Metadata-Version: 2.1
Name: taxonomy-resolver
Version: 0.3.2
Summary: Taxonomy Resolver builds NCBI Taxonomy Trees and lists of Taxonomy Identifiers (TaxIDs) based on the NCBI Taxonomy Database
License: Apache-2.0
Author: Fábio Madeira
Author-email: fmadeira@ebi.ac.uk
Requires-Python: >=3.9,<4.0
Classifier: Development Status :: 4 - Beta
Classifier: Intended Audience :: Developers
Classifier: Intended Audience :: Science/Research
Classifier: License :: OSI Approved :: Apache Software License
Classifier: Natural Language :: English
Classifier: Programming Language :: Python :: 3
Classifier: Programming Language :: Python :: 3.9
Classifier: Programming Language :: Python :: 3.10
Classifier: Programming Language :: Python :: 3.11
Classifier: Programming Language :: Python :: 3.12
Classifier: Programming Language :: Python :: 3.13
Classifier: Programming Language :: Python :: Implementation :: PyPy
Classifier: Topic :: Internet
Classifier: Topic :: Scientific/Engineering :: Bio-Informatics
Classifier: Topic :: Software Development :: Libraries :: Python Modules
Requires-Dist: click (>=8.1.7)
Requires-Dist: pandas (>=2.2.2)
Requires-Dist: pytest (>=8.2.1)
Requires-Dist: requests (>=2.32.2)
Description-Content-Type: text/x-rst

#################
Taxonomy Resolver
#################

Taxonomy Resolver builds an NCBI Taxonomy Tree structure based on the `NCBI Taxonomy`_ Database classification. Taxonomy Resolver can be used to validate Taxonomy Identifiers (TaxIDs) against the Tree or to generate lists of TaxIDs, based on some TaxID of interest (e.g. higher-level rank (node) in the tree).

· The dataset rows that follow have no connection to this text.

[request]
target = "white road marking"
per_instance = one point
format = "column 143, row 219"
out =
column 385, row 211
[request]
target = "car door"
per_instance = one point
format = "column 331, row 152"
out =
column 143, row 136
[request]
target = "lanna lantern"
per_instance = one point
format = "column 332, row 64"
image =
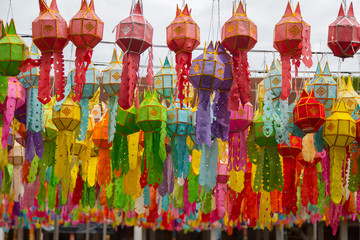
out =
column 206, row 75
column 13, row 52
column 50, row 34
column 164, row 80
column 151, row 118
column 289, row 153
column 182, row 37
column 239, row 124
column 339, row 131
column 179, row 126
column 86, row 31
column 239, row 35
column 292, row 41
column 343, row 37
column 100, row 138
column 133, row 35
column 324, row 87
column 111, row 81
column 309, row 114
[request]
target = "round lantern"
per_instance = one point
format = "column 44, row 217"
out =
column 133, row 35
column 164, row 80
column 339, row 131
column 239, row 35
column 324, row 87
column 50, row 34
column 86, row 31
column 179, row 126
column 292, row 40
column 182, row 37
column 309, row 114
column 289, row 153
column 343, row 37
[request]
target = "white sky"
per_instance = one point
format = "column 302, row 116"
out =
column 265, row 13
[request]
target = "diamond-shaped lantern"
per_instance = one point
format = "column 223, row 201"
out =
column 343, row 35
column 309, row 114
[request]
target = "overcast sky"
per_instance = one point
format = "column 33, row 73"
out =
column 265, row 13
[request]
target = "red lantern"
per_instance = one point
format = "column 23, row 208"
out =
column 343, row 36
column 133, row 35
column 308, row 113
column 292, row 40
column 289, row 163
column 50, row 35
column 86, row 31
column 183, row 36
column 239, row 35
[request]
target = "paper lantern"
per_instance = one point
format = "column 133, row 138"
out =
column 292, row 41
column 309, row 114
column 324, row 87
column 206, row 75
column 289, row 153
column 86, row 31
column 339, row 131
column 164, row 80
column 182, row 37
column 50, row 34
column 239, row 35
column 343, row 35
column 179, row 126
column 151, row 119
column 133, row 35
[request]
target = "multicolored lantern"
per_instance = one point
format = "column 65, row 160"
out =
column 339, row 131
column 133, row 35
column 292, row 40
column 239, row 35
column 309, row 114
column 182, row 37
column 343, row 39
column 86, row 31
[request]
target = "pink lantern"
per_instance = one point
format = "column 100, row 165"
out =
column 86, row 31
column 133, row 35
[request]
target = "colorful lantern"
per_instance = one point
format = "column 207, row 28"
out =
column 182, row 37
column 338, row 132
column 50, row 35
column 239, row 35
column 86, row 31
column 133, row 35
column 324, row 87
column 309, row 114
column 179, row 126
column 292, row 40
column 343, row 38
column 164, row 80
column 206, row 75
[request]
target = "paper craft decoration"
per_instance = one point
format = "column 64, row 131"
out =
column 86, row 31
column 239, row 35
column 182, row 37
column 339, row 131
column 343, row 37
column 133, row 35
column 292, row 41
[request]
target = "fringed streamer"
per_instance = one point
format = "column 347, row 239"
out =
column 59, row 76
column 82, row 62
column 203, row 123
column 104, row 167
column 183, row 64
column 129, row 78
column 208, row 166
column 220, row 127
column 286, row 76
column 44, row 80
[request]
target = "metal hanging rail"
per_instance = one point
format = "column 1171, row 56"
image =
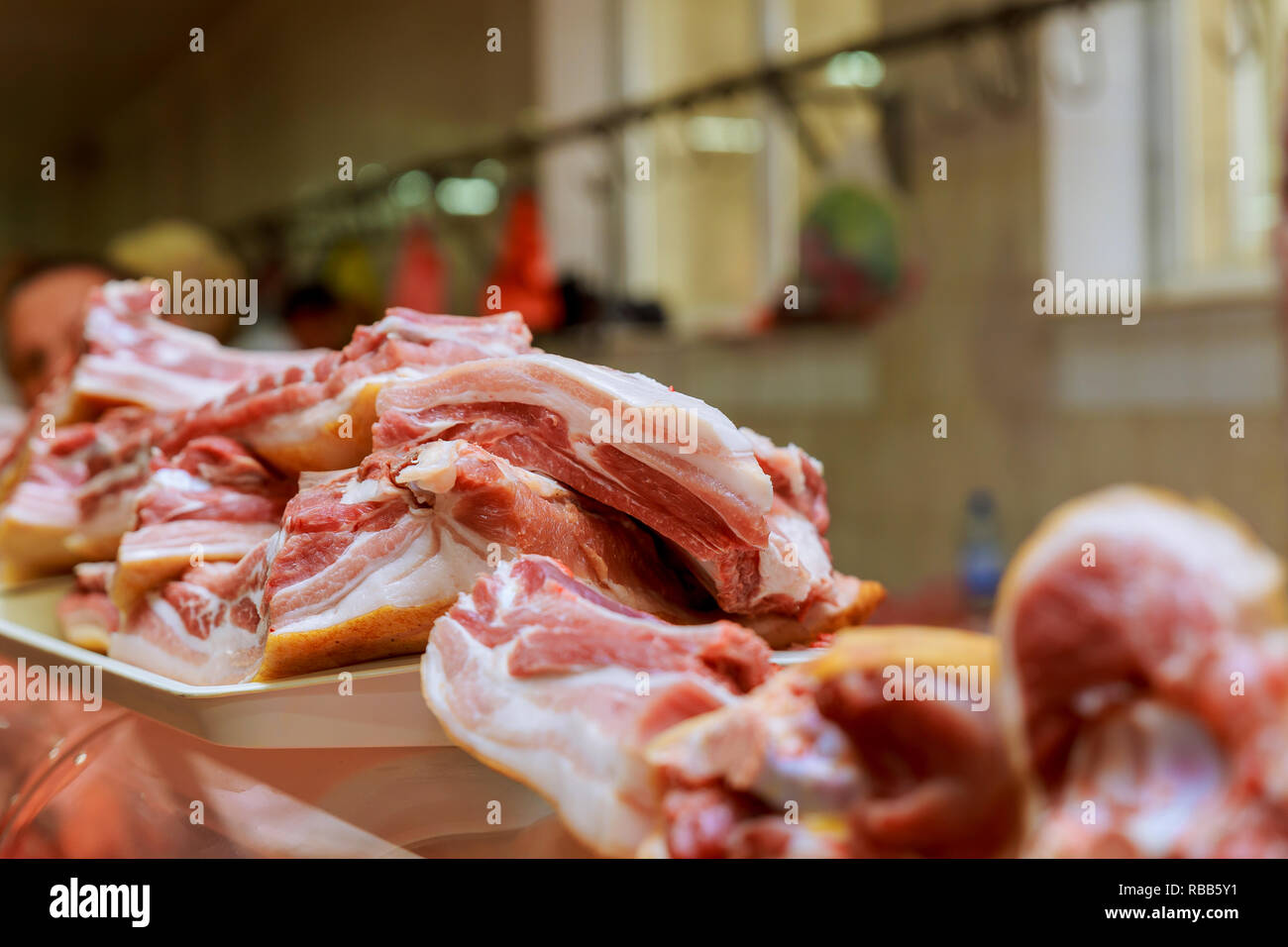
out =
column 772, row 77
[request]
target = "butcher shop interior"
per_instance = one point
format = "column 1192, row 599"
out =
column 643, row 428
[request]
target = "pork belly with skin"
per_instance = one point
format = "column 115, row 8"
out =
column 823, row 761
column 133, row 357
column 214, row 501
column 320, row 418
column 202, row 628
column 372, row 557
column 75, row 495
column 559, row 686
column 688, row 474
column 1145, row 646
column 86, row 615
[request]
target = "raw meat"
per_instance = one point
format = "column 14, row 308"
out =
column 372, row 557
column 320, row 418
column 833, row 759
column 75, row 495
column 86, row 615
column 205, row 626
column 134, row 357
column 671, row 462
column 552, row 684
column 214, row 501
column 1149, row 671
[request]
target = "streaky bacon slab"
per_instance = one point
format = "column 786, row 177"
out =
column 1149, row 661
column 862, row 774
column 320, row 418
column 548, row 414
column 202, row 628
column 214, row 501
column 133, row 357
column 559, row 686
column 372, row 557
column 86, row 615
column 73, row 497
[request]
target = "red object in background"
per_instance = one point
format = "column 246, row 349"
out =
column 523, row 270
column 420, row 277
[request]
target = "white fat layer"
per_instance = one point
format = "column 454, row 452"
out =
column 433, row 567
column 580, row 761
column 228, row 656
column 794, row 562
column 178, row 479
column 425, row 333
column 304, row 424
column 433, row 470
column 1209, row 547
column 721, row 451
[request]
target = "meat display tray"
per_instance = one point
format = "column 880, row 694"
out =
column 380, row 705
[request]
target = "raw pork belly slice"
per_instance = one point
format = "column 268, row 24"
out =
column 698, row 484
column 683, row 470
column 75, row 496
column 214, row 501
column 1132, row 618
column 86, row 615
column 136, row 359
column 320, row 418
column 552, row 684
column 202, row 628
column 863, row 774
column 372, row 557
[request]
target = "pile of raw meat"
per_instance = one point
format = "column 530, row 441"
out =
column 235, row 515
column 1132, row 702
column 596, row 607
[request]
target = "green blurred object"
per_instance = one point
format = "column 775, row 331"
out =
column 851, row 258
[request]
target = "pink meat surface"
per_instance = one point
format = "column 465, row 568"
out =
column 370, row 557
column 555, row 684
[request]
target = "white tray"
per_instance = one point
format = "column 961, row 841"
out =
column 384, row 709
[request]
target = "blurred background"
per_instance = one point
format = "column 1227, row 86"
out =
column 833, row 239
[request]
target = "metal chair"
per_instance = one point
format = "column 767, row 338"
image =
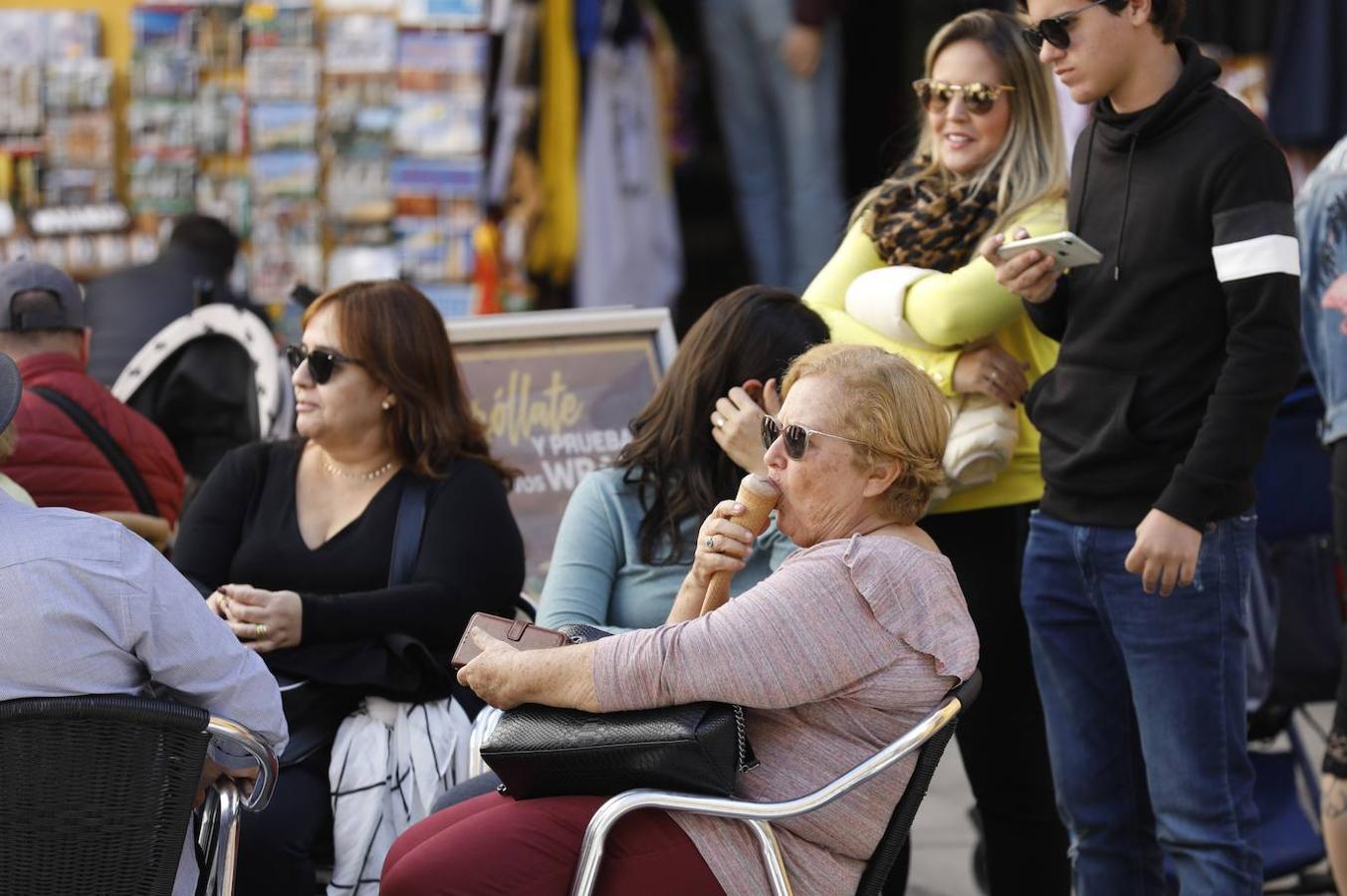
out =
column 96, row 795
column 928, row 737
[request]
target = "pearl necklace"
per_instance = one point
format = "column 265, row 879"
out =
column 366, row 477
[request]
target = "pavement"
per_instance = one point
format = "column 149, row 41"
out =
column 943, row 835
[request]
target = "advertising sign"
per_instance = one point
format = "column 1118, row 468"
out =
column 557, row 391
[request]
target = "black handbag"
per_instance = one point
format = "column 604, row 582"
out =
column 545, row 751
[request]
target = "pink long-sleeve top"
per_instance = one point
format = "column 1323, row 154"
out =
column 836, row 654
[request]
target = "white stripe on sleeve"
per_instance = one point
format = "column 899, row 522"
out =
column 1273, row 254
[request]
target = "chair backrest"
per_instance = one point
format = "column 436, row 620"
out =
column 900, row 822
column 96, row 793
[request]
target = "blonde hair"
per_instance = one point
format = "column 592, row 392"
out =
column 893, row 410
column 1032, row 159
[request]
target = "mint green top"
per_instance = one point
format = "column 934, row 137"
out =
column 597, row 574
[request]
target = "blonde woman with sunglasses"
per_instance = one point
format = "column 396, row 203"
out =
column 908, row 278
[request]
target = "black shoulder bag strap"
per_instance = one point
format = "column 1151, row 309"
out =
column 106, row 443
column 407, row 531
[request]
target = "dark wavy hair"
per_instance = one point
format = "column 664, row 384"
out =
column 401, row 341
column 679, row 471
column 1167, row 15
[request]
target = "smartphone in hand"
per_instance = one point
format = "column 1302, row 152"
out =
column 1065, row 247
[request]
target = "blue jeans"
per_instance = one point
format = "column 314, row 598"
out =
column 1144, row 698
column 782, row 133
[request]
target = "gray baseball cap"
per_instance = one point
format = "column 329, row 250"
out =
column 23, row 275
column 11, row 388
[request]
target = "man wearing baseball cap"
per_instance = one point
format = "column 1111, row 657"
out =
column 79, row 446
column 89, row 608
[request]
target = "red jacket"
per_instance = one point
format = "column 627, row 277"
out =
column 58, row 464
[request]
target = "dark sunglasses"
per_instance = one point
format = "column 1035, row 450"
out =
column 796, row 437
column 978, row 99
column 323, row 362
column 1055, row 30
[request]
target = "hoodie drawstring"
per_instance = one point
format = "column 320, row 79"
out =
column 1084, row 179
column 1126, row 197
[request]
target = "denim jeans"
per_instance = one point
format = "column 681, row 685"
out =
column 782, row 135
column 1144, row 698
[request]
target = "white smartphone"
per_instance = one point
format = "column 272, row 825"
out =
column 1069, row 250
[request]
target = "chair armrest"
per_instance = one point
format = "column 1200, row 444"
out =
column 759, row 814
column 232, row 732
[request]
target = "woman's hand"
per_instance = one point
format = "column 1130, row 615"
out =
column 989, row 369
column 492, row 674
column 722, row 546
column 801, row 49
column 263, row 620
column 737, row 422
column 216, row 602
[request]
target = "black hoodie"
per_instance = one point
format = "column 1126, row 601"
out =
column 1176, row 347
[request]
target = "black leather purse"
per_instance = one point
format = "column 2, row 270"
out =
column 545, row 751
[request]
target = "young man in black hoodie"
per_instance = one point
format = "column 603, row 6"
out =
column 1175, row 353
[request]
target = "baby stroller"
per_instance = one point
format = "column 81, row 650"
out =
column 1294, row 644
column 212, row 380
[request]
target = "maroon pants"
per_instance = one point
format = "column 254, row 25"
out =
column 529, row 847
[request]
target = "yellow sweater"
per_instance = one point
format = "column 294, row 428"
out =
column 953, row 310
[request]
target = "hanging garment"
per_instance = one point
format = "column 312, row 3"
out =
column 630, row 252
column 552, row 252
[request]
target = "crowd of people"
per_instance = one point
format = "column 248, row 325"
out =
column 984, row 461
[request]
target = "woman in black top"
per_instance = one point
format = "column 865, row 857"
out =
column 293, row 545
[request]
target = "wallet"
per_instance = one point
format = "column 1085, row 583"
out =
column 520, row 633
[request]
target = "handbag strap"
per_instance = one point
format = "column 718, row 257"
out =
column 407, row 531
column 106, row 443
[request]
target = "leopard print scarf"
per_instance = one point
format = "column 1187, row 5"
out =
column 928, row 224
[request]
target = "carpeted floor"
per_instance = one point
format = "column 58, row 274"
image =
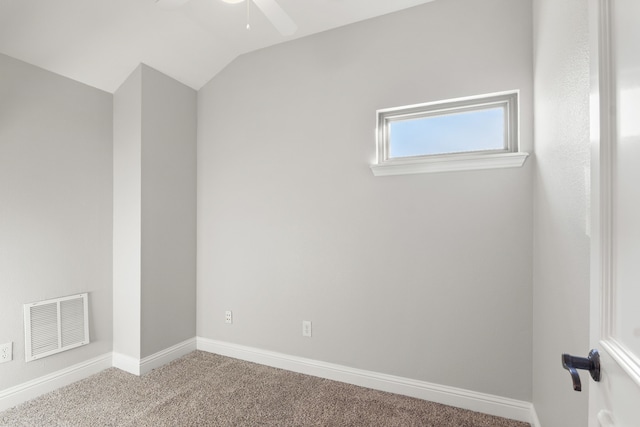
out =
column 203, row 389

The main features of Taxonomy Resolver are:

1. Downloading taxonomy dump files from the `NCBI ftp server`_
2. Building an NCBI Taxonomy Tree data structure based on the NCBI Taxonomy classification
3. Writing and loading the Tree structure in ``pickle`` format
4. Building a slimmer "filtered" Tree (based on a list of TaxIDs) to improve performance
5. Quick lookup to see if a TaxID exists in the Tree (i.e. is valid)
6. Generate lists of all children TaxIDs that compose a particular Node (sub-tree)
7. Generate lists of children TaxIDs based on a list of included and excluded TaxIDs (included and excluded sub-trees)
8. Filtering the resulting list of children TaxIDs, for example to cleanup TaxIDs that are not observed in a dataset of interest

Taxonomy Resolver initially builds a tree hierarchy structure resulting in deeply nested dictionaries. To retrieve a full tree or a sub-tree, a lot of iteration takes place, following the path from the node of interest down the hierarchy. This approach does not scale well, especially for very large trees. Thus, in Taxonomy Resolver, the tree is represented following a different approach, commonly referred to as the Nested Set Model. In the Nested Set Model, we can look at a tree hierarchy differently, not as connected nodes, but as nested containers. The nested set model is a particular technique for representing nested sets in relational databases, which we implement here in a pandas ``DataFrame``. For that, the full tree is traversed with Modified Preorder Tree Traversal strategy. In a preorder traversal, the root node is visited first, then recursively a preorder traversal of the left sub-tree, followed by a recursive preorder traversal of the right subtree, in order, until every node has been visited. The modified strategy allows us to capture the 'left' and 'right' (``lft`` and ``rgt``, respectively) boundaries of each nested container. Querying and searching is much faster with this approach because finding a subtree is as simple as filtering/searching for the nodes where ``lft > Node's lft`` and ``rgt < Node's rgt``. Likewise, find the full path to a node is as simple as filtering/searching for the nodes where ``lft < Node's lft`` and ``rgt > Node's rgt``.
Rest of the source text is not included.